On Mon 30-11-15 18:02:33, Vlastimil Babka wrote:
[...]
So the issue I see with simply renaming __GFP_REPEAT to __GFP_BEST_AFFORD
and making it possible to fail for low orders, is that it will conflate the
new failure possibility with the existing "try harder to reclaim before
oom". As I mentioned before, "trying harder" could be also extended to mean
something for compaction, but that would further muddle the meaning of the
flag. Maybe the cleanest solution would be to have separate flags for
"possible to fail" (let's say __GFP_MAYFAIL for now) and "try harder" (e.g.
__GFP_TRY_HARDER)? And introduce two new higher-level "flags" of a GFP_*
kind, that callers would use instead of GFP_KERNEL, where one would mean
GFP_KERNEL|__GFP_MAYFAIL and the other
GFP_KERNEL|__GFP_TRY_HARDER|__GFP_MAYFAIL.
I will think about that but this sounds quite confusing to me. All the
allocations on behalf of a user process are MAYFAIL basically (e.g. the
oom victim failure case) unless they are explicitly __GFP_NOFAIL. It
also sounds that ~__GFP_NOFAIL should imply MAYFAIL automatically.
__GFP_BEST_EFFORT on the other hand clearly states that the allocator
should try its best but it can fail. The way how it achieves that is
an implementation detail and users do not have to care. In your above
hierarchy of QoS we have:
- no reclaim ~__GFP_DIRECT_RECLAIM - optimistic allocation with a
fallback (e.g. smaller allocation request)

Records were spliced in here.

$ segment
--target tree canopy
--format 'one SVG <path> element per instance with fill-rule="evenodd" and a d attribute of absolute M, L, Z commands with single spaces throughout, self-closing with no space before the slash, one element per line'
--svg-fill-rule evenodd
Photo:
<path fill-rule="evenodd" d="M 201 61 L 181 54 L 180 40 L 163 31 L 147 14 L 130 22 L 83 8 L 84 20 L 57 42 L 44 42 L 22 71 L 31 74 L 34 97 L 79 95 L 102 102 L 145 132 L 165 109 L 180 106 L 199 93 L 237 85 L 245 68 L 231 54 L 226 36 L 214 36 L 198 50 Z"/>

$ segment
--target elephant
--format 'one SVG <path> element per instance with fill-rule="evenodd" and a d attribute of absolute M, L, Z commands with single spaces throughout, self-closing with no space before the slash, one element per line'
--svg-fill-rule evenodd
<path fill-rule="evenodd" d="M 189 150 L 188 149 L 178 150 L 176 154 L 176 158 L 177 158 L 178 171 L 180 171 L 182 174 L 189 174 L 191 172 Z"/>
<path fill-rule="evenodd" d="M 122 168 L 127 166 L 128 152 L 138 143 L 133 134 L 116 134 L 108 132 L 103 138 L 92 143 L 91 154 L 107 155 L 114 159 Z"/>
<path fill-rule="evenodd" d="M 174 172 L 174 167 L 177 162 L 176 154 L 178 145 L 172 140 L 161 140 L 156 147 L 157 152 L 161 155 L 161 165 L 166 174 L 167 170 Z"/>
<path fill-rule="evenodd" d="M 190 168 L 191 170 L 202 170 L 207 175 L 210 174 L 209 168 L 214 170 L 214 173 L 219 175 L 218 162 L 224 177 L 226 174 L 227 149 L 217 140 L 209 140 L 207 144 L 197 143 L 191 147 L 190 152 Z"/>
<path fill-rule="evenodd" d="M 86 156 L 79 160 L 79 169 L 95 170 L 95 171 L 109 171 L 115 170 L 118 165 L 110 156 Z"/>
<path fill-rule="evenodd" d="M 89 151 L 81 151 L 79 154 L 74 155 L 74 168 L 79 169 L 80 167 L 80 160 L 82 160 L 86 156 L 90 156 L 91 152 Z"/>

- no destructive reclaim __GFP_NORETRY - allocation with a more
expensive fallback (e.g. vmalloc)
- all reclaim types but only fail if there is no good hope for success
__GFP_BEST_EFFORT (fail rather than invoke the OOM killer second time)
user allocations
- no failure allowed __GFP_NOFAIL - failure mode is not acceptable
we can keep the current implicit "low order imply __GFP_NOFAIL" behavior
of the GFP_KERNEL and still offer users to use __GFP_BEST_EFFORT as a
way to override it.
The second thing to consider, is __GFP_NORETRY useful? The latency savings
are quite vague. Maybe we could just remove this flag to make space for
__GFP_MAYFAIL?
There are users who would like to see some reclaim but rather fail then
see the OOM killer. I assume there are also users who can handle the
failure but the OOM killer is not a big deal for them. I think that
GFP_USER is an example of the later.